SQL Server - Index efficiency for group by in subselects

Question

Attempting to make indexes that are most efficient for this setup:

View (RANKED_PHONE):

SELECT PHONE_ID,
       CONTACT_ID,
       TYPE_CD,
       ROW_NUMBER() OVER( PARTITION BY CONTACT_ID, TYPE_CD 
                              ORDER BY UPDATE_DT DESC ) AS PHONE_RANK
FROM   (SELECT PHONE_ID,
               CONTACT_ID,
               TYPE_CD,
               UPDATE_DT
        FROM   contact_phone
        WHERE  PHONE_ID IN (SELECT MAX(PHONE_ID)
                            FROM   contact_phone WITH(NOLOCK)
                            GROUP  BY CONTACT_ID,
                                      TYPE_CD,
                                      PHONE_NUMBER)) nodupes

Current indices:

CREATE CLUSTERED INDEX [CIX_contactphone_PHONEID]
  ON [contact_phone] ([PHONE_ID])
GO

CREATE NONCLUSTERED INDEX [NIX_contactphone_UPDATEDT]
  ON [contact_phone] ([UPDATE_DT])
GO

CREATE NONCLUSTERED INDEX [NIX_contactphone_CONTACTID_TYPECD_PHONENUMBER]
  ON [contact_phone] ([CONTACT_ID], [TYPE_CD], [PHONE_NUMBER])
GO

Other notes:

There is an SSIS package that runs a lookup on PHONE_ID to check whether to insert or update
This view will be further filtered in selects by looking for specific CONTACT_IDs filtering out PHONE_IDs that have been used.
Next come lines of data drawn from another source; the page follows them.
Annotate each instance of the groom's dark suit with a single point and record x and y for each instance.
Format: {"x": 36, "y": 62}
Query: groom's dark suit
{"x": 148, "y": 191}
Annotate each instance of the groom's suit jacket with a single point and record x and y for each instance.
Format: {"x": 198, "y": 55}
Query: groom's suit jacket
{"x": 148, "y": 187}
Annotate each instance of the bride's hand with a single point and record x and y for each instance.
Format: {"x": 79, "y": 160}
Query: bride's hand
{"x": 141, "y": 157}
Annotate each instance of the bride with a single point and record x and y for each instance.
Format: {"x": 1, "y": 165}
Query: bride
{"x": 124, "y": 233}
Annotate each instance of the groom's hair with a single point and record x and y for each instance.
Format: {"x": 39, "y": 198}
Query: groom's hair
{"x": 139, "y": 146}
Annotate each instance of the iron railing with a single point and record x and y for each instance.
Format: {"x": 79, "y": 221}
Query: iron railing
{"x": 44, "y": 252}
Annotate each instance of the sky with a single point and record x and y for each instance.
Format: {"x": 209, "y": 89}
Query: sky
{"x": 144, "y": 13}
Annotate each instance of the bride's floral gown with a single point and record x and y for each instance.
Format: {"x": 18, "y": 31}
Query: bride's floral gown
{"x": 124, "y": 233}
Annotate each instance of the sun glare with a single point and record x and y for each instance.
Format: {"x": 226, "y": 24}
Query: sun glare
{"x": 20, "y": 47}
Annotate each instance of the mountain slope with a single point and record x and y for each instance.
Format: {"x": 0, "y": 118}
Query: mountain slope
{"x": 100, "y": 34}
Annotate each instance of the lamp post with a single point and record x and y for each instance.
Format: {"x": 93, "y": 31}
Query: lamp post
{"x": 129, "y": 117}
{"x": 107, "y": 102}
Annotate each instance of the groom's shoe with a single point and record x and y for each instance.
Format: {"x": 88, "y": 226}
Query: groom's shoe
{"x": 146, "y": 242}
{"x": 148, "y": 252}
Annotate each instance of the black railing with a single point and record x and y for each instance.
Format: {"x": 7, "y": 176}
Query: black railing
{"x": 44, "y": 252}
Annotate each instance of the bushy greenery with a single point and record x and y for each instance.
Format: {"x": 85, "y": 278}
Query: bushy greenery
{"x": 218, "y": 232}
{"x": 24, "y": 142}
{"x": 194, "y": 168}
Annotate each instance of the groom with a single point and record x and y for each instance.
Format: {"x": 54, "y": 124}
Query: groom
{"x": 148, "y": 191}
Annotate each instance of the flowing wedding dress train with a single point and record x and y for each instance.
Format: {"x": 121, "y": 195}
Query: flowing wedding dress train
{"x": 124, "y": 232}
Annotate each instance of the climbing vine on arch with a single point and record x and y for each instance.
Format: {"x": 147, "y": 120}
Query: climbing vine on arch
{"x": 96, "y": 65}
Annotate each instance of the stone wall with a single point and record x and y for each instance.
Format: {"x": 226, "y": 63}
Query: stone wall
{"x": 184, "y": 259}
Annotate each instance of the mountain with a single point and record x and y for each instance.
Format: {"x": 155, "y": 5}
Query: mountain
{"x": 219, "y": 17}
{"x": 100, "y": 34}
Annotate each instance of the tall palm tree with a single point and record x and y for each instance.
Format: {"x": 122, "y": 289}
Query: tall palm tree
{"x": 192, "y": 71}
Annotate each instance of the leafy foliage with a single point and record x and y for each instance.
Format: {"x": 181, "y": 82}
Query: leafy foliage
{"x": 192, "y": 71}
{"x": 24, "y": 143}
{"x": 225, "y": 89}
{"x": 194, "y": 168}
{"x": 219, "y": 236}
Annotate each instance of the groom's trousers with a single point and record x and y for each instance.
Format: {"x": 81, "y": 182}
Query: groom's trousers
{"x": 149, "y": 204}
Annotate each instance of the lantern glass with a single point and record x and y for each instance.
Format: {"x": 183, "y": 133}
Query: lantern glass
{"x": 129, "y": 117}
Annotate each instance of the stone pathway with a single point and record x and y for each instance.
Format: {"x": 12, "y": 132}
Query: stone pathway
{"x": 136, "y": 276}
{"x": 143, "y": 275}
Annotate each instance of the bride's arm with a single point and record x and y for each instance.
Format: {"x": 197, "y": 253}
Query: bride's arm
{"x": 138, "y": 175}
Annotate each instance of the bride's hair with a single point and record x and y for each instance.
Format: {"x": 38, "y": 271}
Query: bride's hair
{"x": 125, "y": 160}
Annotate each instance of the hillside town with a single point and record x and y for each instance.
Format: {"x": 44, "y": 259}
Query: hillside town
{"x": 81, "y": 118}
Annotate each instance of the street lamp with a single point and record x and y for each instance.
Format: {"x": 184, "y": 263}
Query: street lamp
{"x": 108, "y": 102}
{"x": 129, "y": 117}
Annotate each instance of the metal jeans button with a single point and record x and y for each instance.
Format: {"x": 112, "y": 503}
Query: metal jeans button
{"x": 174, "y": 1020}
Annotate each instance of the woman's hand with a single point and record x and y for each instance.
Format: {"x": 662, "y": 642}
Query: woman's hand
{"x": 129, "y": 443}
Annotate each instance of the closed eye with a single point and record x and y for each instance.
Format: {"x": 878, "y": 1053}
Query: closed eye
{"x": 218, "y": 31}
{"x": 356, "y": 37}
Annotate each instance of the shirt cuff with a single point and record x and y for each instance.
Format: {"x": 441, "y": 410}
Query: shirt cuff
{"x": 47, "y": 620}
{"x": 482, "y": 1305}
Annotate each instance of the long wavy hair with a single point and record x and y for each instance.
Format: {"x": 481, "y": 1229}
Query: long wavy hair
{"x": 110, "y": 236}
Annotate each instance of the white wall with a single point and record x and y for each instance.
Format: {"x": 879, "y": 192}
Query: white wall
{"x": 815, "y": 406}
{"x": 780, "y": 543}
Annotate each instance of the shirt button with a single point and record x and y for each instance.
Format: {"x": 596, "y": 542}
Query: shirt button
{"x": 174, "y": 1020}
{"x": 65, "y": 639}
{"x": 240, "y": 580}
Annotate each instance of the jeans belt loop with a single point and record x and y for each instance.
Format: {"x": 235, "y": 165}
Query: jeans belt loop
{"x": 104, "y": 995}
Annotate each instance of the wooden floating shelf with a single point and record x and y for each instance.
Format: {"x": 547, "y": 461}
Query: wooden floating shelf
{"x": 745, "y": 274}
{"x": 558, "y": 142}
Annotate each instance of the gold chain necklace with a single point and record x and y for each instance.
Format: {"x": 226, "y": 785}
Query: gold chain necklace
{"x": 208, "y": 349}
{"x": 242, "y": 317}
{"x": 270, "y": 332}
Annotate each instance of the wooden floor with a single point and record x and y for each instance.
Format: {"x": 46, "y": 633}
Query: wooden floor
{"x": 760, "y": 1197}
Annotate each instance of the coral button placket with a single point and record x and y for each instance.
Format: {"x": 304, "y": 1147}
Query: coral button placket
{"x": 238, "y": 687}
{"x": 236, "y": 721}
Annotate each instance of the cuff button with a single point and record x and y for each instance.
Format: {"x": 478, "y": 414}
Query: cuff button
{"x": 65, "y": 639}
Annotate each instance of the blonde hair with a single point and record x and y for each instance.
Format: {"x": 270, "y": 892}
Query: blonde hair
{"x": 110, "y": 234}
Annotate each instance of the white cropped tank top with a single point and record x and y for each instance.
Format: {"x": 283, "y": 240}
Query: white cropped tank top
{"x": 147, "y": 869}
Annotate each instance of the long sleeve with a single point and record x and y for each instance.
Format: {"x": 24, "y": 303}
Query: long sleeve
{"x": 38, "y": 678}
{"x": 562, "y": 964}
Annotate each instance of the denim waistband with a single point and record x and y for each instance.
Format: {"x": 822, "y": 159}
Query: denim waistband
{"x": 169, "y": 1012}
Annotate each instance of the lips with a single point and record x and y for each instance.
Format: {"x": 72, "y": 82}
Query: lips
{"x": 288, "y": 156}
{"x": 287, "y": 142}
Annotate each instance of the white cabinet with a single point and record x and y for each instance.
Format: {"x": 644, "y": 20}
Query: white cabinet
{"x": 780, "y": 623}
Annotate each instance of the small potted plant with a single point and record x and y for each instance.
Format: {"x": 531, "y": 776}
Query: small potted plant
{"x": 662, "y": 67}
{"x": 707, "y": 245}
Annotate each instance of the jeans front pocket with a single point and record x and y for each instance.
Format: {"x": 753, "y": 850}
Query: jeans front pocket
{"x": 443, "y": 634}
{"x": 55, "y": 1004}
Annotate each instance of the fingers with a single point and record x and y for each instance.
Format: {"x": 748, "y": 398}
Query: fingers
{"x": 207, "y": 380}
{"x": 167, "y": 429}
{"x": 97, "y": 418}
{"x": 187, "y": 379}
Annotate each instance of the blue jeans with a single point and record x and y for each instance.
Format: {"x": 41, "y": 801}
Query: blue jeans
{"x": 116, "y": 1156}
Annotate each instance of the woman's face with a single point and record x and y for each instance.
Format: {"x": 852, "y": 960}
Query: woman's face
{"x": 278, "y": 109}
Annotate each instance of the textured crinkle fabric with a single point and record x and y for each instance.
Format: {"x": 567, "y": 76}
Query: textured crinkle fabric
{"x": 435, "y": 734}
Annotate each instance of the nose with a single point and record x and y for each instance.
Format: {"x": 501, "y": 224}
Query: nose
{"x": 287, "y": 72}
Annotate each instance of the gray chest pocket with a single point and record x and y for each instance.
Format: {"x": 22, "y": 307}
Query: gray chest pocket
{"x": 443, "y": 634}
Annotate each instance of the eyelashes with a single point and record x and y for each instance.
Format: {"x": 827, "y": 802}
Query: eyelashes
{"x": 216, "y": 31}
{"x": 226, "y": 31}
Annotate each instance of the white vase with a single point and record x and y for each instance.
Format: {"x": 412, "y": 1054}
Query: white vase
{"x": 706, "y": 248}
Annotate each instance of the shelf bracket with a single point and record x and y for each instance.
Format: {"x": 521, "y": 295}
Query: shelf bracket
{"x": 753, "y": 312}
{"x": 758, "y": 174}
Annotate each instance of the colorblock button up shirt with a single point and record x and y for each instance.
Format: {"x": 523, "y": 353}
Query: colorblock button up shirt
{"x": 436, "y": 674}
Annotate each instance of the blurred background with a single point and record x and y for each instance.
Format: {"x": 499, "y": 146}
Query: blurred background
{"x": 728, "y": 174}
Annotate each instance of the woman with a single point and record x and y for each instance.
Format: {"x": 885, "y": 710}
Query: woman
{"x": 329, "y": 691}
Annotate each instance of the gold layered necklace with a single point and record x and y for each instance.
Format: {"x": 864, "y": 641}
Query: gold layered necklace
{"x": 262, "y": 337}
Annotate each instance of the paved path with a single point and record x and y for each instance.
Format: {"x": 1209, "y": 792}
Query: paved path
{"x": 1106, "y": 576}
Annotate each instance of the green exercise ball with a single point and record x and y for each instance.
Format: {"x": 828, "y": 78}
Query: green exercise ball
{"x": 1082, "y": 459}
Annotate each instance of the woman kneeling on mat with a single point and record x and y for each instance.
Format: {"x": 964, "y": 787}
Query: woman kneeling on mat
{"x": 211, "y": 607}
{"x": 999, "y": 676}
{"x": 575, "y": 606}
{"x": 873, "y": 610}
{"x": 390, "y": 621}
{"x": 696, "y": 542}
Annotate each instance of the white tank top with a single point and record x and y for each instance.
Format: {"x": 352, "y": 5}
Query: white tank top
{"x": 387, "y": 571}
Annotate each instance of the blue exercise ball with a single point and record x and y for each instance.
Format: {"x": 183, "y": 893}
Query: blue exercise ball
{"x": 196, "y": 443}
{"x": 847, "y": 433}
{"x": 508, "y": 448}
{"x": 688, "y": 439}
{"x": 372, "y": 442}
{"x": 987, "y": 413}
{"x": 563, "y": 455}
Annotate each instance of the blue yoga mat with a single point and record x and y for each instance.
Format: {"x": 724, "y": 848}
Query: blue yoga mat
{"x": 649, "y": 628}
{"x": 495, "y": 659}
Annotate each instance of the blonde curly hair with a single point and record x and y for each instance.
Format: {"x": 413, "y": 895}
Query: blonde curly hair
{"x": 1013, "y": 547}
EDIT: I might as well include the rest of what I'm doing, so you can see the end picture:

SELECT @phone1 = COALESCE(CELL1, PERS1, BUS1, OTHER1, FAX1)
FROM(SELECT CELL1 = MAX(CASE WHEN PHONE_RANK = 1 THEN CELL END)
        , PERS1 = MAX(CASE WHEN PHONE_RANK = 1 THEN PERS END)
        , BUS1 = MAX(CASE WHEN PHONE_RANK = 1 THEN BUS END)
        , OTHER1 = MAX(CASE WHEN PHONE_RANK = 1 THEN OTHER END)
        , FAX1 = MAX(CASE WHEN PHONE_RANK = 1 THEN FAX END)
    FROM(
        SELECT * FROM [RANKED_PHONE]
        WHERE CONTACT_ID = @key
    ) phone
    PIVOT(MAX(PHONE_ID) 
        FOR TYPE_CD IN ([CELL],[PERS],[BUS],[OTHER],[FAX])
    ) as pvt) phones

After @phone1 is selected, then "AND PHONE_ID NOT IN (@phone1)" gets added to the where clause selecting from RANKED_PHONE, and then phone2 gets added.. etc. The point of this query is to Populate a set of phone number fields in a certain order of selection as per business rules. I wanted to put a view in to make as much of it cached as possible. Because of the fact that I need to filter out phone#s that have already been used, I cannot put the pivot into the view, as they need to be filtered before being pivoted.

* MAJOR EDIT *

A few things have changed here:

Because I'm filtering out used phone numbers in subsequent queries, I figured I could completely strip out the de-duping section.
I randomly found that in some instances, the UPDATE_DATE was the EXACT same, so I had to throw another field in the ORDER BY for the partition.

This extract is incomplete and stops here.